Hate it when stepping barefoot on a stray piece left hanging around or love it for keeping the kids quiet for hours... and hours.
What other toy gives you the freedom to design and build absolutely anything your heart desires?
Car? No problem. Aeroplane? No problem. Rocket to the moon? No problem. Luna delta spaceship? Again, no problem.
Until a couple of years ago, a box of my childhood Lego resided in the attic, unplayed with but by no means forgotten. I prefer to think of it "on hiatus", to be played with again at some point in the future. That is until one day I retrieved it from the attic and introduced my youngest son to the world of Lego. Could he be trusted? Would it all disappear up the vacuum cleaner?
At the time I remember him almost saying, "hmm what is this pile of blocks for? Where do the batteries go? What you mean you have to build something?"
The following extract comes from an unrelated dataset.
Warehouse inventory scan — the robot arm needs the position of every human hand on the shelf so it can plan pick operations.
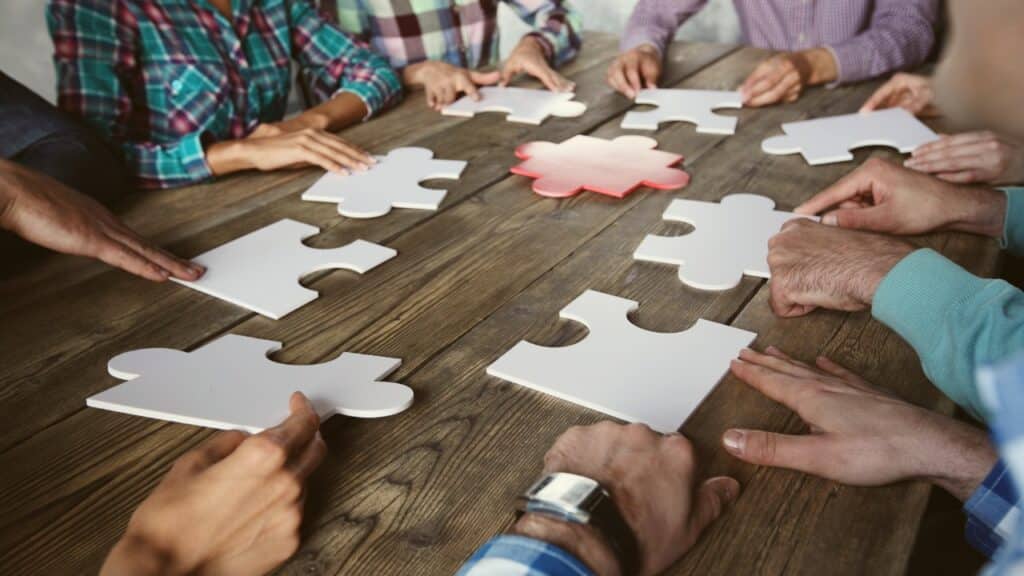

Of course after buying him some new sets and helping him build those he got the idea. The big box of Lego from the attic were suddenly additional cars / houses / spaceships / whatever just waiting to be built.
So here we are a couple of years later and he is well onto Lego Techninc, and we are both still having a great time our Lego building. For example, last weekend we spent just over 6 (yes SIX) hours* building this:
Here is it in full animated glory. Winch, motorised tilting / lowering flatbed and wheel lift:
During the build the question "Daddy do you still have the instructions for any of your Lego?" was asked. Unfortunately no I didn't... not any more. I used to have build instuctions for houses, cars, trucks and space Lego - lots of space Lego (very popular in the 1980's!)
I still have the parts, but the knowledge to rebuild has long since passed.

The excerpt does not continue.